Sometimes I say, “here, give one a try”, but have yet to get any takers. And, whenever I check out, none of the cashiers seem to know what they are, nor anyone in the produce section now that I think about it. They usually get rung up as small green beans (okay, that works). Nonetheless, am quite glad to see them week after week. They have a crisp, clean texture, and a pleasantly salty taste (tastes like the sea).

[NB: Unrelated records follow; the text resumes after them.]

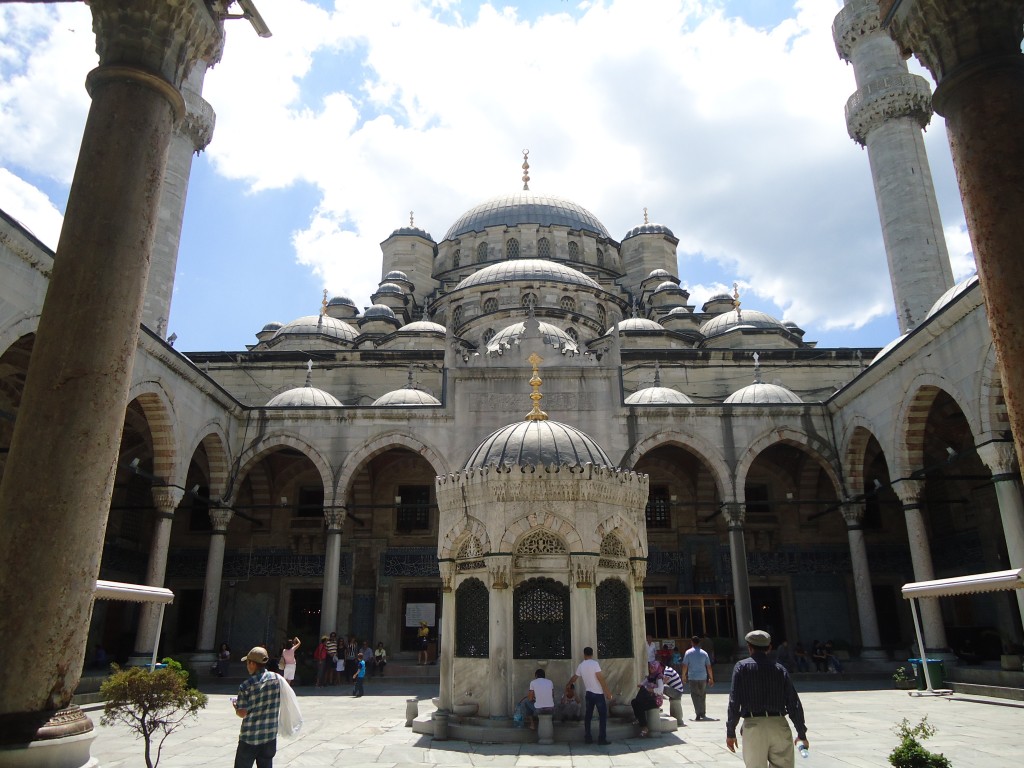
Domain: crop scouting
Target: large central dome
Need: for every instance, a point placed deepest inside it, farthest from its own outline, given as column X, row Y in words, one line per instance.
column 526, row 208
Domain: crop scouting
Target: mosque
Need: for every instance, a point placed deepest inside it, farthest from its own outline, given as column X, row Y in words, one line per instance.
column 527, row 432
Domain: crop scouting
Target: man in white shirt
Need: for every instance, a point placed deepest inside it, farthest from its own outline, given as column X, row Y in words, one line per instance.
column 541, row 697
column 597, row 695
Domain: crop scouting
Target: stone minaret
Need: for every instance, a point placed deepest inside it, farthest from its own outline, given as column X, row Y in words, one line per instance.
column 887, row 115
column 192, row 135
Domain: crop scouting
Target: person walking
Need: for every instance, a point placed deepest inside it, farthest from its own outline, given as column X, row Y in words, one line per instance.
column 763, row 694
column 598, row 696
column 258, row 704
column 698, row 672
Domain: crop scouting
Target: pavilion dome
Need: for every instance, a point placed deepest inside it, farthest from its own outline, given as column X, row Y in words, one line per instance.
column 538, row 443
column 526, row 208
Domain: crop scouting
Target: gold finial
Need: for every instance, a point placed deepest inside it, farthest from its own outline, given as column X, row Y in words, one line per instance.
column 536, row 382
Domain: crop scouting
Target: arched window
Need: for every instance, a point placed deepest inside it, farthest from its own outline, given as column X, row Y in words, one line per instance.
column 472, row 620
column 541, row 626
column 614, row 626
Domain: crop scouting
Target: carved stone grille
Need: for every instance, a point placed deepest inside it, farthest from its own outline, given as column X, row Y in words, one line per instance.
column 614, row 627
column 541, row 620
column 472, row 620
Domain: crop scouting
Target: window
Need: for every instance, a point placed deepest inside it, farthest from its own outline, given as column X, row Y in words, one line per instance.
column 310, row 502
column 414, row 508
column 541, row 620
column 472, row 620
column 658, row 508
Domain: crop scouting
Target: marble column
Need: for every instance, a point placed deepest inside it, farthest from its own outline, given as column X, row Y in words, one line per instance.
column 499, row 669
column 973, row 51
column 869, row 640
column 734, row 514
column 335, row 521
column 57, row 481
column 999, row 459
column 921, row 555
column 214, row 576
column 166, row 499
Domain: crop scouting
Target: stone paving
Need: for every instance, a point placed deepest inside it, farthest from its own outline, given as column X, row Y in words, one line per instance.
column 850, row 724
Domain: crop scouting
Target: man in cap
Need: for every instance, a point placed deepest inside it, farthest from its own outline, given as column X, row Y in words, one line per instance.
column 763, row 694
column 258, row 705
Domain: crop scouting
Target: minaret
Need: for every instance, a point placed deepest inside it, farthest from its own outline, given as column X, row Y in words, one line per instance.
column 190, row 136
column 887, row 115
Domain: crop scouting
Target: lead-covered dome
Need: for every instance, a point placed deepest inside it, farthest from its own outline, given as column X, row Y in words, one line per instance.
column 526, row 208
column 527, row 269
column 538, row 443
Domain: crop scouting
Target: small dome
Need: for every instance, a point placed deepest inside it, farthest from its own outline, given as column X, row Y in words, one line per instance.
column 538, row 443
column 552, row 335
column 423, row 327
column 407, row 396
column 761, row 393
column 318, row 325
column 638, row 324
column 527, row 269
column 657, row 396
column 949, row 296
column 747, row 318
column 379, row 310
column 648, row 229
column 307, row 396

I was interested to learn a bit more, so I did some research: salicornia or sea asparagus is not in fact a vegetable nor a type a seaweed, but a succulent herb that grows in salt marshes and near beaches. They are loaded with vitamins (especially vitamins A, B2, B9, and folic acid) and the antioxidant trimethlyglicene (TMG), which is thought to have anti-aging properties and a slew of other health benefits (I won’t bore you with the details, but they pack a nutritional punch).
Sea asparagus can be eaten raw (used as a garnish on grilled fish or tossed in a salad), are often pickled, and can be lightly steamed or sauteed with garlic and a squeeze of lemon. If you find them a bit salty in their raw form, soak them in water for an hour or two to remove some of the saltiness. I love to simply toss them into a green salad for texture and a bit of salinity. I’ve snuck some into salads I’ve made for dinner parties and they’ve received near unanimous praise.

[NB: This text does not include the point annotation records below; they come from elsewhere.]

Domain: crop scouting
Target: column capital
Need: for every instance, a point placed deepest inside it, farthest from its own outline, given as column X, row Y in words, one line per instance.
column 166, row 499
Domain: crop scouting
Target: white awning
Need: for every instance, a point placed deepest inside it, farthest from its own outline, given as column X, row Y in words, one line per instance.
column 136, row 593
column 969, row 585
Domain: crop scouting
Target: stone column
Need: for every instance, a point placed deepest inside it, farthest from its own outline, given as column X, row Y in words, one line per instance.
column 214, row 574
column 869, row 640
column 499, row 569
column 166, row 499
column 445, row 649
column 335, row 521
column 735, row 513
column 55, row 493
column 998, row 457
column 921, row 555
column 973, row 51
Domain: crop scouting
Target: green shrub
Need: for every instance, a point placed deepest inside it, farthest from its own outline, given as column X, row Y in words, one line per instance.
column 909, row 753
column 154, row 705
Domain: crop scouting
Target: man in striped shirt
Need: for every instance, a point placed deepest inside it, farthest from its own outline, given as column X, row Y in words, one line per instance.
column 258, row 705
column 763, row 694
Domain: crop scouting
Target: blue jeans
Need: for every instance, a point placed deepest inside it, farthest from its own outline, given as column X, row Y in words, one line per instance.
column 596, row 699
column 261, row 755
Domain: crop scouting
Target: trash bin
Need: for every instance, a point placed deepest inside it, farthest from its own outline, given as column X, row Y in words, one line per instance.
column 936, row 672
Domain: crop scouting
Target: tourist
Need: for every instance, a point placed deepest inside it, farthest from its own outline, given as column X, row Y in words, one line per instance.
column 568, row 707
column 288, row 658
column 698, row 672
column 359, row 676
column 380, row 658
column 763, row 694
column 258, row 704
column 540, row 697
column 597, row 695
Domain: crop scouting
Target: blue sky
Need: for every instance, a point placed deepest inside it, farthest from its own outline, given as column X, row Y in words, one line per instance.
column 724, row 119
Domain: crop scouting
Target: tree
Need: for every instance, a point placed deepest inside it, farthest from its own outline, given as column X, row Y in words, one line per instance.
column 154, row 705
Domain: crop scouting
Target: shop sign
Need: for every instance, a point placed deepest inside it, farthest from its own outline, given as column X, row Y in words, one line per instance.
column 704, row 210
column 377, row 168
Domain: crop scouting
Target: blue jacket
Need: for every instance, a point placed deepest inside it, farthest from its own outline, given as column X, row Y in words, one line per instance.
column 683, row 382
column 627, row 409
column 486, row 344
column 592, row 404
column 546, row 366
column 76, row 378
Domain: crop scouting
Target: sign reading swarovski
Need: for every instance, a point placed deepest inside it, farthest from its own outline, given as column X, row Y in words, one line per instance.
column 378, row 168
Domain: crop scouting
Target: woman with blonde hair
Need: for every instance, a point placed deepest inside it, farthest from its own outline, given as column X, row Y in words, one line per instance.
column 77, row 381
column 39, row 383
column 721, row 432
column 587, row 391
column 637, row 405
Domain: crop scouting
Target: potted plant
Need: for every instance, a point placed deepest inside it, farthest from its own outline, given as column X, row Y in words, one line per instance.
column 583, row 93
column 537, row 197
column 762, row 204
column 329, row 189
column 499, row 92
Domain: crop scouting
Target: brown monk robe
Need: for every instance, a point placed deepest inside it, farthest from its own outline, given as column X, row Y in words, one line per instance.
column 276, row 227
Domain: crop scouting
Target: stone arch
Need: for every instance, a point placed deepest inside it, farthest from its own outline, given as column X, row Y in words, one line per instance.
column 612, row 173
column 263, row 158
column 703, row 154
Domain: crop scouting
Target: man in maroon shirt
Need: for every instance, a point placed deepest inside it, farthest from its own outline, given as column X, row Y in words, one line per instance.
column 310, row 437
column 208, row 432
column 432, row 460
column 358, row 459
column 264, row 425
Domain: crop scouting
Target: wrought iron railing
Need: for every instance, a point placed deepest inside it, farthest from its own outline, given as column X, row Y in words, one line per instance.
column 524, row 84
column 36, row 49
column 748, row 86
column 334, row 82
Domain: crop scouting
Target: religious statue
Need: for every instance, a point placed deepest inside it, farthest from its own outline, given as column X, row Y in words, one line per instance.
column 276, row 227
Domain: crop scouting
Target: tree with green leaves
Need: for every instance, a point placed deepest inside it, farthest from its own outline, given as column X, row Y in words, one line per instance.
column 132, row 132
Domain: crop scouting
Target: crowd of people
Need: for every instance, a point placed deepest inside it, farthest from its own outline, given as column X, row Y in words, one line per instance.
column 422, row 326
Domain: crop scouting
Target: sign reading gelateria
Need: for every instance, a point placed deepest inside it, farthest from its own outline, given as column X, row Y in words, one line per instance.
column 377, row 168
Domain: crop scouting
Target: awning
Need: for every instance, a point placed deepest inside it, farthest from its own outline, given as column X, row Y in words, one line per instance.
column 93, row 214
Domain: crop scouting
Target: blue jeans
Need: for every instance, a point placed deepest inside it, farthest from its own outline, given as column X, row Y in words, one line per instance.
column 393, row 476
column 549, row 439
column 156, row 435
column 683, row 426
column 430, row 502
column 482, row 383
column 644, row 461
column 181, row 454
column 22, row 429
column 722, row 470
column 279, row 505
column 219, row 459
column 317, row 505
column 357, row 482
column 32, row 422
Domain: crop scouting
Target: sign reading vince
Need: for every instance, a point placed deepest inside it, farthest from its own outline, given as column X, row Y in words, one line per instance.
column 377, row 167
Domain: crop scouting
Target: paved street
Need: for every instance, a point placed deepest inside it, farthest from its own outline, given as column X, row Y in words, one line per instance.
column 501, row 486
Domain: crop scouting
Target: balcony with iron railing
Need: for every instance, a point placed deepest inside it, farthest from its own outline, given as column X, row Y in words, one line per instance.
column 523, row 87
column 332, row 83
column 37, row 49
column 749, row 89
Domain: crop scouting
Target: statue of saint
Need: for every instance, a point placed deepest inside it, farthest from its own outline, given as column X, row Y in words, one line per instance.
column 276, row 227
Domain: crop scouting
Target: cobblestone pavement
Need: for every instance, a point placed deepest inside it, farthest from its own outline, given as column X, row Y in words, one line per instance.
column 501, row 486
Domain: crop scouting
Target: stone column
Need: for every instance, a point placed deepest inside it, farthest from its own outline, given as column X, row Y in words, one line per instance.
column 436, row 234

For other ideas on how to incorporate sea beans, check out this post and this post. Or perhaps sea asparagus salt (I want to try this). Finally got around to making a batch of sea asparagus salt; how cool, it’s bright green in color (see photos below).
After it’s dehydrated…
Sea Asparagus (Sea Bean) Salt
12 ounces sea asparagus (more or less as desired)
Blanch the sea beans by boiling them for 2 minutes, then placing them in an ice water bath (helps to retain the green color). Drain well. Pat dry.
Dehydrate until completely dry and brittle; took about 10-12 hours at 105°F. Place in a spice grinder and grind to a powder.